The Australian Dollar to Euro (AUD/EUR) exchange rate fell during Thursday’s European session as the ‘Aussie’ shed losses from the recent Reserve Bank of Australia (RBA) interest rate announcement.
The Australian Dollar exchange rate had initially rallied on the news that the RBA would be keeping interest rates stable at 2.25%, rather than making another cut as some economists had forecast.
In addition, Reserve Bank of Australia Deputy Governor Philip Lowe remarked that the Australian Dollar is overvalued—an event that’s been relatively frequent in recent months as the ‘Aussie’ exchange rate remains stubbornly high.
Lowe stated: ‘The scale of global monetary stimulus means that our exchange rate remains relatively high given the state of our overall economy. The end result here is that global developments have left us with a higher exchange rate and lower interest rates than would otherwise been the case. We may not like this configuration, but developments abroad give us little choice.’
Meanwhile, the Euro softened as the European Central Bank (ECB) gave a press conference and announced it was cutting inflation forecasts. The ECB suggested prices would be flat at 0.0% in 2015, a reduction from the previous 0.7% prediction.
However, a silver lining came when the central bank forecast a jump in 2016 inflation of 1.5% rather than the initial 1.3% forecast.
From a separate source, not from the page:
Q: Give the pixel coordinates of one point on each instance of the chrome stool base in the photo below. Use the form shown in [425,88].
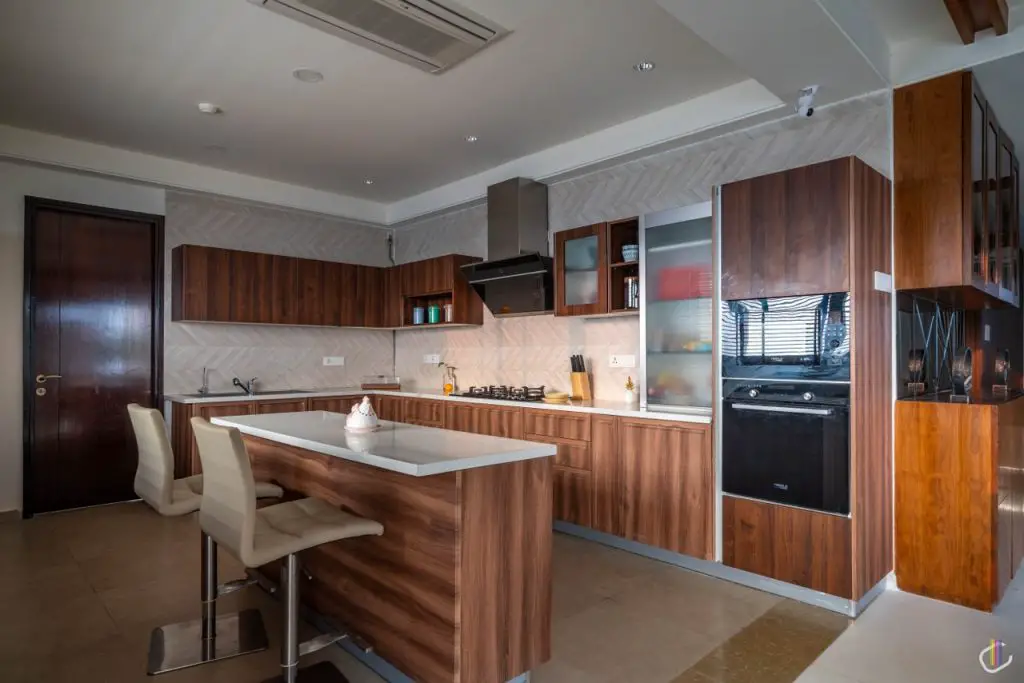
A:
[181,645]
[324,672]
Furthermore, ECB projections expect 2017 inflation growth to reach 1.8%.
ECB President Mario Draghi did warn that the Eurozone’s economic recovery would be ‘dampened’ by balance sheet changes as well as a more lethargic pace of reforms.
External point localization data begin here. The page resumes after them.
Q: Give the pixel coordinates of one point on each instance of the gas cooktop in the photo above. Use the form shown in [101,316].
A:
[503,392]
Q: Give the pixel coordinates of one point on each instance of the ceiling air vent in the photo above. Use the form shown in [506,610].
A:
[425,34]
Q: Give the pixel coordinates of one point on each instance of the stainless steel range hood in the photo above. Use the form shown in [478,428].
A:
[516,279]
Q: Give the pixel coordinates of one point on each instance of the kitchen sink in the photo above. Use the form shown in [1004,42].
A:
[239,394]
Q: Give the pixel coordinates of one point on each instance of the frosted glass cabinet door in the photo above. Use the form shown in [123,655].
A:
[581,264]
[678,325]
Draghi also announced that quantitative easing would begin on March 9th and is named the Public Sector Purchase Programme (PSPP). However, Draghi’s statements came under fire from some industry experts.
One group of analysts stated: ‘Regarding the programmes duration, Draghi made no effort to clarify the two possible endpoints he had suggested in January: either September 2016 as a fixed date or once a sustained adjustment in the path of inflation is underway.’
‘The frequent use of “credit”, “recovery” and “unemployment” in his opening remarks today might suggest Draghi’s sense of urgency has not ebbed away since January. If sustained, this could eventually translate into a more flexible handling of the duration of the purchasing programme.’
The Australian Dollar to Euro (AUD/EUR) exchange rate could be in for fluctuations in Friday’s session with the release of German Industrial Production and Eurozone Gross Domestic Product (GDP) stats.
In addition, the Australian AiG Performance of Construction Index will also emerge.
The Australian Dollar to Euro (AUD/EUR) exchange rate is trading at 0.7056. The Euro to Australian Dollar (EUR/AUD) exchange rate is trending in the region of 1.4178.